Federico Faloci presidente e chief marketing officer di Wave Marketing

I 3 errori più comuni

  1. Cercare visibilità: L’errore di per sé non è la ricerca di visibilità, ma la visibilità come obiettivo finale del proprio piano di marketing o come mezzo per avere più clienti. Anche perché non c’è alcun nesso tra “ti vedo” e “decido di comprare da te”. Inoltre, se la multinazionale di turno decide di investire nella pubblicità è perché ha già un nome solido, un’attività stabile e un flusso di cassa di una certa consistenza. “La startup appena nata, invece, deve ancora penetrare il mercato, farsi strada, trovare il suo posto e piantare radici forti e stabili”, ricorda Faloci.
  2. Correre ad aprire il tuo sito web: Il sito è ideale per mettere insieme contenuti che nel lungo termine (se strutturati e creati con i giusti criteri) arrivano a convertire un lettore in cliente. Tuttavia, nelle prime fasi, è sconsigliato puntare tutto sul sito per tre motivi. Il primo è che chi ancora non conosce il nome dell’azienda non può fare una ricerca attiva e trovare la pagina; il secondo è che il sito non traccia la resa di ogni sua componente, rendendo impossibile capire dove intervenire per migliorarne la performance in termini di conversione; il terzo è che l’azienda si ritroverebbe a basare il proprio sistema di acquisizione clienti sulla speranza che quel lettore decida di comprare.
  3. Fare pubblicità “creative”: Arte, bellezza, poesia e giochi di parole non possono essere la base del marketing di una nuova startup, soprattutto se il suo obiettivo è trovare nuovi clienti. “In fase di startup devi farti conoscere e identificare come la figura più indicata a risolvere i problemi del tuo potenziale cliente. I creativi escludono i test: approvano le campagne in base al gusto personale. L’unico ‘gusto’ che però conta davvero è quello del mercato. E puoi capirlo solo portando avanti test su test e analizzando i numeri. È per questo che il nostro metodo di lavoro ci ha portati a condurre oltre 500 test in 40 settori diversi, con dati aggiornati di settimana in settimana. E i risultati dei nostri partner che hanno applicato strategie create sulla base dei dati a nostra disposizione, confermano che l’approccio scientifico è l’unico che davvero funziona”.

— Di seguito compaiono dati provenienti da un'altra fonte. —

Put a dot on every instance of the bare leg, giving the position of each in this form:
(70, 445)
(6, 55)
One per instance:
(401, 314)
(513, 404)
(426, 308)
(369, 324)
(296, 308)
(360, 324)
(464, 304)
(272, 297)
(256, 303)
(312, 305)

Cosa deve fare una startup agli inizi

Agli inizi, una startup che si finanzia da sola deve “studiare una strategia che le permetta di usare i mezzi giusti e parlare con il pubblico giusto; avviare una macchina che le permetta di avere un flusso stabile di clienti; costruire il suo ‘arsenale di testimonianze’ da integrare strategicamente nelle proprie campagne per rassicurare chi ancora chi non la conosce con l’opinione invece di chi si è già fidata del suo operato”, assicura Federico Faloci presidente e CMO di WaveMarketing.